My first job in journalism was to write obituaries for the Colorado Springs Sun, which in 1986 became the subject of an obituary itself. There I was taught not to use the phrase "passed away." "It is a euphemism for people who are uncomfortable with 'death.' And people who aren't comfortable with 'death,' don't read the obituary section," I was told.

The phrase "was dead" is, of course, written in the passive voice, the use of which causes the hair to rise on the arms of lovers of Strunk and White's "The Elements of Style." [This assumes of course, that other assaults on linguistic purity has not already made the book's lovers bald from frustration.
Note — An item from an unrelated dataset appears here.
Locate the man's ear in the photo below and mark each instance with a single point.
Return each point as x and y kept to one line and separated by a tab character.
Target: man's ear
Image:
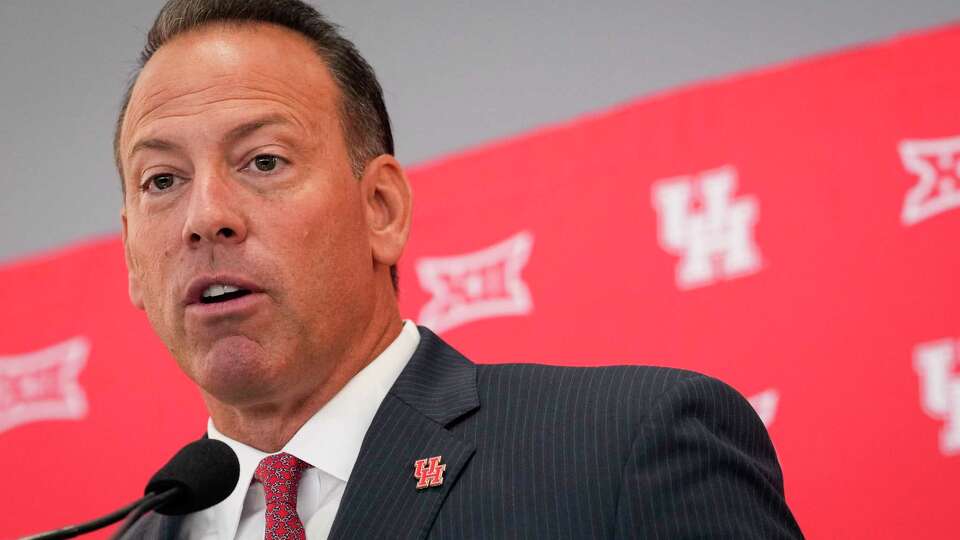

I digress.] On pages 18-19 Strunk and White compare two sentences: (1) "There were a great number of dead leaves covering the ground," and (2) "Dead leaves covered the ground." The second choice is in the active voice, which is more often than not better because, according to the authors, (a) the "habitual use of the active voice makes writing more foreceful," and (b) use of the active voice usually makes the sentence shorter.

In my experience since leaving journalism and going to law school -- where any talent for writing I might have had was brutally beaten out of me -- some lawyers prefer the passive voice to establish tonal consistency; they reserve the active voice for when they want to sound forceful, as if their stationary wasn't already designed to accomplish that goal. Legal writing critics, like Bryan Garner, encourage the habitual use of the active voice which will "largely prevent convoluted, backward-sounding sentences in your writing."

But even more so, lawyers (and others) like the passive voice because they think it avoids a conclusion of responsibility. The argument goes like this: "Saying that 'the cat died" rather than 'the cat was dead' implies someone killed the cat!" NO IT DOESN'T! But hint hint -- if you think someone is trying to cover-up something, especially their own responsibility, I'll bet their statements were in the passive voice. C. Edward Good's "Mightier Than The Sword," pp 124-126 (Blue Jean Press 1989) gives a good discussion on that thought.

The sentence you pose, however, is not easily put into the active voice. But I think the active voice would work if we said: "Please confirm that the cat died." Or "I assumed the cat died; please confirm." The latter version would please my former editor who hated the word "that" as much as he hated the passive voice.

There are times when the passive voice is preferred (like in this sentence). C. Edward Good suggests flipping to the passive voice when one is trying to speak in the third person and has used the noun "one" too many times. Example: "Here are the eight situations where one prefers the passive voice" versus "here are eight situations where the passive voice is preferred. Another good example is when you want to hold the name of the actor until the end of the sentence as a "punchline." As in "the secret tapes were destroyed by the president" rather than "the president destroyed the secret tapes." For other exceptions, see Good's book at pp 126-129.